Pros: A true dungeon crawler, that gamers from the NES era will dig.
Cons: A slow pace and lack of story makes look weak in spite of "modern"
For gamers in Japan Druaga is synonymous with extremely long dungeon.
Of course Druaga doesn't mean dungeon in Japanese, but that's what
gamers expect after all of the Tower of Druaga games. Known for its
difficulty and endless mazes, the Tower of Druaga was a Japanese classic
that never made it stateside. Chunsoft's revision of the franchise as
seen in the Playstation 2 title The Nightmare of Druaga: Mysterious
Dungeon captures the spirit of the series and adds one to the number of
dimensions in the game.
Gamers looking for a deep story aren't going
to find on in the Nightmare of Druaga. You play as a prince on his quest
to save Kai, his princess. The princess was captured by the evil Druaga
and hidden within a giant labyrinth full of traps and monsters. Are you
going to have a party with the obligatory comic relief character helping
you out? Nope. Is there going to be some twist about the fate of the
universe? Not really. Does the main character suffer from some deep
psychological trauma? Guess again. All of those aspects that are common
place in what are known as "RPGs" today aren't in the Nightmare of
Druaga. It's a throwback to the days of good versus evil with a captured
girl somewhere in the middle.
Like the story the gameplay will be
defined as archaic by some and unique as others. The game places you in
control of Gill who you must navigate through a series of dungeons. In
each dungeon there is a key you must find. The key is required to open a
door so you can move to the next level. As you get deeper through the
game the key gets hidden further from the door and in better spots. You
do have a handy map that will give you an idea of the topography of the
stage. The map is also handy because it shows the location of the door,
too. One of the unique things about
the latest version of the Nightmare of Druaga is that you move on a grid
based dungeon. You can't move 360 degrees even though you're in total 3D.

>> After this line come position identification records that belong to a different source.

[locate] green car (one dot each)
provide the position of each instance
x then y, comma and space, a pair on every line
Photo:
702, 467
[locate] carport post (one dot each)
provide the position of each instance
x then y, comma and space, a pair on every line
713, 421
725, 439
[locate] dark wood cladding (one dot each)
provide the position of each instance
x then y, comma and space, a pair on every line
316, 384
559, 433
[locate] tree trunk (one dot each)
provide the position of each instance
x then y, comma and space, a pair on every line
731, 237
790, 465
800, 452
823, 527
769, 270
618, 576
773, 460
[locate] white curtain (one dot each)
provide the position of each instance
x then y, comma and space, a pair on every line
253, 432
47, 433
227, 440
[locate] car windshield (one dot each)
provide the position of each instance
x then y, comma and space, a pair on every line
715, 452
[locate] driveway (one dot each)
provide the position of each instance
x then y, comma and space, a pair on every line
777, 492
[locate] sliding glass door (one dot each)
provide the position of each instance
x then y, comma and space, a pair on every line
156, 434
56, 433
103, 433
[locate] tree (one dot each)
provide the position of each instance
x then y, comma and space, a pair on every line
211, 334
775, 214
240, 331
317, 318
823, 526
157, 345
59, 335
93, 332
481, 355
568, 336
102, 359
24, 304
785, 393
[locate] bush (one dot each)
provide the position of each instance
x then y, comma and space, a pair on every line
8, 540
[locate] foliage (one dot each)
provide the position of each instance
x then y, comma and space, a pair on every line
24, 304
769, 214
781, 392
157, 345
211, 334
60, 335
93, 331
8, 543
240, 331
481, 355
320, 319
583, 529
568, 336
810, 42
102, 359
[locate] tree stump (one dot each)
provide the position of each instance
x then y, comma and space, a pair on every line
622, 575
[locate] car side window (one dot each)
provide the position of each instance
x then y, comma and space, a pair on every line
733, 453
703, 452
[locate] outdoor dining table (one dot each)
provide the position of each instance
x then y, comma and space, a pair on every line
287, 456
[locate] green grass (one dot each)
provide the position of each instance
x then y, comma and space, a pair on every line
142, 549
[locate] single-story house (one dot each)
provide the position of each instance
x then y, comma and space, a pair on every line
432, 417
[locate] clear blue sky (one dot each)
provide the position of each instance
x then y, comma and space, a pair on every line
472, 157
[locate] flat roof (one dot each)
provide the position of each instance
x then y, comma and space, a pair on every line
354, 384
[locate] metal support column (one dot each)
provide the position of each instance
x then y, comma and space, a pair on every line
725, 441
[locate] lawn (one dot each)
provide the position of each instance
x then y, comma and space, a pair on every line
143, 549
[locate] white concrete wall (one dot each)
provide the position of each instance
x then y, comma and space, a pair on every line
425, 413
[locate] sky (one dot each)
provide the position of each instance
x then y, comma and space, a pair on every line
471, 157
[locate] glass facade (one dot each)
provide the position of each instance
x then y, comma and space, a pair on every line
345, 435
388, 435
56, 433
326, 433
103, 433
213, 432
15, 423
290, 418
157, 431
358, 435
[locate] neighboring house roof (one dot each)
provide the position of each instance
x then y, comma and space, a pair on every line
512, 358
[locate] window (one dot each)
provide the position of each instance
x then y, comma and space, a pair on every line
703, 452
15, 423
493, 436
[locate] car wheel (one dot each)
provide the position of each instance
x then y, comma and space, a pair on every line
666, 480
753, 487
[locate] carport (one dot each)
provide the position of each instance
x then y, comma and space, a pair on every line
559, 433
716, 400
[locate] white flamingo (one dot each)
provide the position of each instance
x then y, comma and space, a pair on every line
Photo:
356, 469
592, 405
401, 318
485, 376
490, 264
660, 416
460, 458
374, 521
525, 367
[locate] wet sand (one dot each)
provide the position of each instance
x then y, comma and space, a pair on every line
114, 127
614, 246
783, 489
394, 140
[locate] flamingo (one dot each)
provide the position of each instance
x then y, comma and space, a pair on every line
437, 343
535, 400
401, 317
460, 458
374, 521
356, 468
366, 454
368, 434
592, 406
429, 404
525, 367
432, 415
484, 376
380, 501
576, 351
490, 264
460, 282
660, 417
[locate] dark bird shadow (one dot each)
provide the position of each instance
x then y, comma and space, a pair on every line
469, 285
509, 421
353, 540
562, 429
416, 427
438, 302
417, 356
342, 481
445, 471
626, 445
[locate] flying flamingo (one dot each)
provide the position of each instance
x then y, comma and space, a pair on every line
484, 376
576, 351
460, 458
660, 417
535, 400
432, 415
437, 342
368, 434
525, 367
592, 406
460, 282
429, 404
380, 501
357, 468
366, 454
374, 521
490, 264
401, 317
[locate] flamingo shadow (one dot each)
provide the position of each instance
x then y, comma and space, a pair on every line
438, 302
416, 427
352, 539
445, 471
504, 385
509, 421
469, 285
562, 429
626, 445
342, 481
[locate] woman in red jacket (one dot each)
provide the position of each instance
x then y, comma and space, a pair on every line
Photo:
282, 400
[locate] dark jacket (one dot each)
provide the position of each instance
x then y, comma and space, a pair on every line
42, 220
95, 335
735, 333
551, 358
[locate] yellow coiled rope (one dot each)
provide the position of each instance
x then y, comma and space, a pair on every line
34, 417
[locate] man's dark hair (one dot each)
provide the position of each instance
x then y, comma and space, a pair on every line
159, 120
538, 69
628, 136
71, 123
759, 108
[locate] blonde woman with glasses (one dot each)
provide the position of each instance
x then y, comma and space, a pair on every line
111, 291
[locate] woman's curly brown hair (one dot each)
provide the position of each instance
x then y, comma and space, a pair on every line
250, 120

Each time you make a step all of the other enemies can make a move too.
So the game plays kind of like a turn based action RPG. This unique
combination makes Namco's Nightmare of Druaga a unique mix of Diablo and
Battles become an interesting affair. You can give a
deft blow with your sword to deal melee damage. Every time you execute
an attack all enemies get a turn. They can either attack or physically
move away. Since all the other enemies get to move around you can find
yourself quickly surrounded by enemies. Besides your basic attack you
can use items like handy antidotes and potions. Recovery items are
extremely handy to carry around since ailments like poison can easily
kill you in four or five moves. You also have a supply of special
attacks that you can select from by tapping the right analog stick.
Special moves can give more damage, allow you to attack from afar or hit
enemies with status ailments. With all of these options and lots of area
to move around the battle system plays like a simplified strategy RPG.
Not unique to "Druaga", but an important part of dungeon crawling games
is finding treasure. You can find treasure through out the many treasure
chests scattered in the dungeon. There are also a number of invisible
chests that contain even better items. All together the items in the
game allow you to customize your characters armor, weapon, shield,
gauntlets and two sets of necklaces. A large portion of the game is
finding the rarest treasure and most useful items. Between obtaining
dropped treasure from monsters and scouring dungeons for chests there
are plenty of chances to get great goods.
Even though Nightmare of
Druaga sports polygon graphics they aren't the best around. You have
some nice looking frames of animation for Gil, but all the other
characters and monsters have simple animations. The never ending brick
wall background accurately represents a dungeon. Sure dungeons are
bland, but this is a game at least have some skeletons hanging from the
wall for scenery. The once nice graphical touch is that Gil has a radius
of light surrounding him. The reflective lighting effects and degrees of
different amount of light are all well done. Gil is followed not only by
his light, but by plenty of environmental sounds. Accompanying the subtle
sound effects is standard medieval fanfare.
As a package The Nightmare
of Druaga offers a spin on the RPG and action RPG genres. Druaga offers
plenty of monster slaying, treasure hunting and dungeon exploring. Gamers
who can put with some old school gameplay or looking for something both
challenging and different should give The Nightmare of Druaga a fair
Many of the important menus, status screens and the items are in
English. For the most part this make Druaga friendly to import. Although
many of the dungeons secrets are in Japanese, which will prevent gamers
from getting everything.
Namco has registered the trademark "Dungeon of Druaga: Mysterious
Dungeon" in the US so it seems like a release is inevitable even though
a release date hasn't been announced.
Even without a solid story, the Nightmare of Druaga is something that RPG
lovers and action RPG loves can enjoy.